A two-sentence excerpt from an article about Netflix addiction and the main pieces of information extracted by Open IE [34]. A pipeline of such tools is ill-suited for fact-checking since there is no distinction between check-worthy and other events. Here, only the first sentence is worth verifying, and there is no need to fact-check the author’s bet. Source: https://www.theguardian.com/commentisfree/2018/jun/20/netflix-addiction-is-real-we-are-entertaining-ourselves-to-death (accessed May 27, 2019).

An evident benefit of prioritizing check-worthy statements is that the ranked list can then be provided to journalists and users to help them focus on verifying the most important statements without information overload. Moreover, accurate identification of check-worthy statements will clearly benefit any subsequent fact-checking processes. With this as our motivation, we focus on the task of identifying and ranking statements based on their check-worthiness, as defined by the CLEF 2018 Fact Checking Lab [1]. Here, we present our work using the data and evaluation framework provided by the CLEF 2018 Lab on Automatic Identification and Verification of Claims in Political Debates [27], and present a solution that significantly outperforms other systems in terms of several performance measures.

The remainder of this paper is organized into a discussion of related work in Sect. 2, a description of our methodology in Sect. 3, followed by the experiments and their evaluation in Sect. 4. Then in Sect. 5 we provide a detailed analysis of our results before finally concluding with some possible directions for future work in Sect. 6.

2 Related Work

The importance of accurate information has been widely appreciated in many distinct but increasingly interconnected fields, from journalism to social psychology to computational linguistics. Computational approaches to fact-checking are intended to overcome the hurdle of verifying large amounts of information, and have become a fundamental component of computational journalism due to its critical role in upholding the accuracy and verifiability of information [5, 7, 10].

Very recently, some work has also been done on the extraction of numerical and statistical claims to identify whether or not a statement is worth verifying [3]. This, however, is orthogonal to our exploration of check-worthiness based on linguistic constructs, where early research focused on general misinformation such as rumors and hoaxes [23, 31], and soon, several automatic fact-checking systems were developed for the verification of political news [17, 36]. The preliminary step of identifying what is worth checking, however, received little attention until 2015 (ClaimBuster [16]), and it was not until its later incarnation that the identification of check-worthiness was incorporated into a fact-checking system [17].

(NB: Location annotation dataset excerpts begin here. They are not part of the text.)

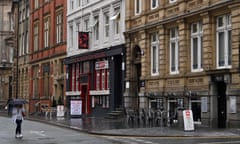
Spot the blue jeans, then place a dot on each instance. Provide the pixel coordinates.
(19, 125)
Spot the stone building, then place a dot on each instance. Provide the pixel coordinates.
(47, 48)
(95, 64)
(7, 47)
(21, 80)
(184, 55)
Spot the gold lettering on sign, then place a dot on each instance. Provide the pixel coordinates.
(171, 83)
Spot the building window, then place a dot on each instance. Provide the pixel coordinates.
(196, 46)
(36, 4)
(72, 4)
(154, 54)
(86, 25)
(138, 5)
(103, 79)
(224, 41)
(172, 1)
(36, 36)
(59, 27)
(106, 26)
(96, 28)
(79, 3)
(108, 80)
(35, 81)
(46, 81)
(46, 32)
(174, 51)
(85, 2)
(98, 80)
(154, 4)
(116, 20)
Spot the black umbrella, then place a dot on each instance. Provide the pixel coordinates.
(18, 101)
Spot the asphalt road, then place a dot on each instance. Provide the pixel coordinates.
(40, 133)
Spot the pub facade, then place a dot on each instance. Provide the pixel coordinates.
(95, 61)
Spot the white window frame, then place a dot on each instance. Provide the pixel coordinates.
(106, 25)
(59, 28)
(71, 36)
(156, 4)
(225, 28)
(197, 34)
(103, 79)
(36, 37)
(154, 54)
(174, 40)
(138, 4)
(116, 21)
(96, 28)
(172, 1)
(86, 24)
(36, 4)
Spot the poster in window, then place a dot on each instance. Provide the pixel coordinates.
(83, 38)
(76, 107)
(204, 107)
(233, 104)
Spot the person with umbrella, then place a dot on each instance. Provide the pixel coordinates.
(18, 113)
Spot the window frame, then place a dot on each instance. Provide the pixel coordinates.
(154, 54)
(156, 4)
(46, 32)
(227, 49)
(59, 27)
(174, 40)
(172, 1)
(106, 25)
(36, 36)
(137, 7)
(199, 36)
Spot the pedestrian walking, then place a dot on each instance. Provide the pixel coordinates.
(18, 114)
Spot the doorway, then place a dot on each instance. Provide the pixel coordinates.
(221, 101)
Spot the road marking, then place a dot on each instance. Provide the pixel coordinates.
(228, 142)
(40, 133)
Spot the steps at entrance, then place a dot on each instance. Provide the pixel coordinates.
(119, 112)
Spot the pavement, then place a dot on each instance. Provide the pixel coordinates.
(120, 127)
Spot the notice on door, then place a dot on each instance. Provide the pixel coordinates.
(188, 120)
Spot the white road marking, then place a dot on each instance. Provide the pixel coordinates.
(228, 142)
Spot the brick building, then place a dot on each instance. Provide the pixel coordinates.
(47, 50)
(184, 55)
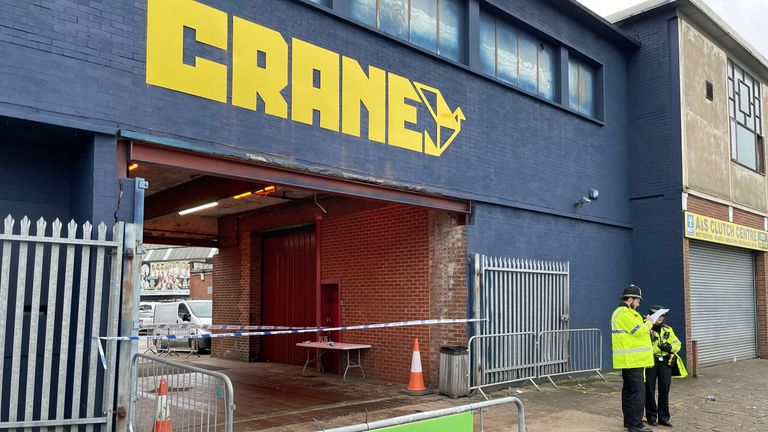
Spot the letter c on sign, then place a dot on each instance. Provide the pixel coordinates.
(166, 20)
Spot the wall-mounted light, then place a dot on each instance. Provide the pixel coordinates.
(198, 208)
(594, 194)
(263, 192)
(243, 195)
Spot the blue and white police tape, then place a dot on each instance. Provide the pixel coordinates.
(185, 326)
(279, 332)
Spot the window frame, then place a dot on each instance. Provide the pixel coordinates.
(582, 63)
(541, 44)
(406, 36)
(736, 83)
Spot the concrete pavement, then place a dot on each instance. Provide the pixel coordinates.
(276, 398)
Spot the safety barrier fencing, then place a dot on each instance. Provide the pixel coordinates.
(196, 400)
(569, 352)
(502, 359)
(506, 358)
(461, 424)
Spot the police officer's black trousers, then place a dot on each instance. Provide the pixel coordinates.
(633, 396)
(662, 373)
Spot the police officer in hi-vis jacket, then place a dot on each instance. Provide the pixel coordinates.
(632, 353)
(665, 348)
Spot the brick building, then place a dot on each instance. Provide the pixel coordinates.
(698, 185)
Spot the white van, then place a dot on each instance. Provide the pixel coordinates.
(186, 311)
(146, 315)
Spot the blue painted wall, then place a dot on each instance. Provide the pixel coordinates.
(56, 172)
(656, 172)
(600, 257)
(525, 161)
(87, 64)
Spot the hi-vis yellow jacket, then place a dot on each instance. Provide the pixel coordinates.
(631, 339)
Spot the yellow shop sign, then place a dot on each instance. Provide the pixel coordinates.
(719, 231)
(320, 80)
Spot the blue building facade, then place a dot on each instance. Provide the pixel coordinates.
(514, 108)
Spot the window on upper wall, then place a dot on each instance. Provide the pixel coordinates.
(581, 87)
(516, 57)
(434, 25)
(745, 118)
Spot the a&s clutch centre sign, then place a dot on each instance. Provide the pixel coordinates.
(320, 80)
(718, 231)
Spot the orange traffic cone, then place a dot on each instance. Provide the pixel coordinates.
(162, 416)
(416, 385)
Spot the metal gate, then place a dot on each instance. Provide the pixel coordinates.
(289, 291)
(517, 296)
(722, 291)
(56, 293)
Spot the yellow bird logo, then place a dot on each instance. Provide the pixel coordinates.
(444, 119)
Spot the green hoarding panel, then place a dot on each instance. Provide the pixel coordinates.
(455, 423)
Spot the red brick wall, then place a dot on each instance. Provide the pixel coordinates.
(381, 258)
(198, 286)
(393, 263)
(448, 283)
(231, 298)
(255, 294)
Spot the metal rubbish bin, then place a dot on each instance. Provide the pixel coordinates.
(454, 369)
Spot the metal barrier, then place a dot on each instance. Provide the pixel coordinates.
(513, 357)
(411, 418)
(502, 359)
(197, 399)
(54, 282)
(566, 352)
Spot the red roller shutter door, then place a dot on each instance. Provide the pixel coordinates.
(288, 292)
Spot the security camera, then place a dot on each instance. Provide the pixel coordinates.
(583, 201)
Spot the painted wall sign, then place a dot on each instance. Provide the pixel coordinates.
(454, 423)
(718, 231)
(319, 80)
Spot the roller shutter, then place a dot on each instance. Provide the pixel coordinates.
(723, 316)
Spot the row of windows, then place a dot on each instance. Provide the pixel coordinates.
(434, 25)
(516, 57)
(506, 52)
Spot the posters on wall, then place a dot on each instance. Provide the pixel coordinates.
(170, 277)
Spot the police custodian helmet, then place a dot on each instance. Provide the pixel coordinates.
(632, 291)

Initially, ClaimBuster modeled the identification of check-worthy statements as a three-class supervised classification task where each sentence had one of three possible labels: check-worthy factual, unimportant factual, and non-factual. They used a dataset of political debates by U.S. presidential candidates, and crowdsourced the sentence labels. A small set of lexical (words and sentence length), shallow syntactic (part-of-speech tags), and semantic (sentiment and entity types) features were extracted and filtered through a random forest classifier for selection. Later, each sentence was assigned a score based on a classification and scoring model, with similar features as before [17]. Another notable work on check-worthiness treated it as a ranking task [11] using a richer set of features. This work also released the CW-USPD-2016 dataset [11], which comprises four political debates. Soon, a larger dataset was built with fifteen additional political debates [29], and a multi-classifier named TATHYA was designed to identify the check-worthy statements in this dataset. This generated a topic probability distribution together with the use of lexical and shallow syntactic features, and provided a comparison against ClaimBuster on the test set. Both systems, however, reported relatively low F1-scores of 0.179 and 0.214, respectively.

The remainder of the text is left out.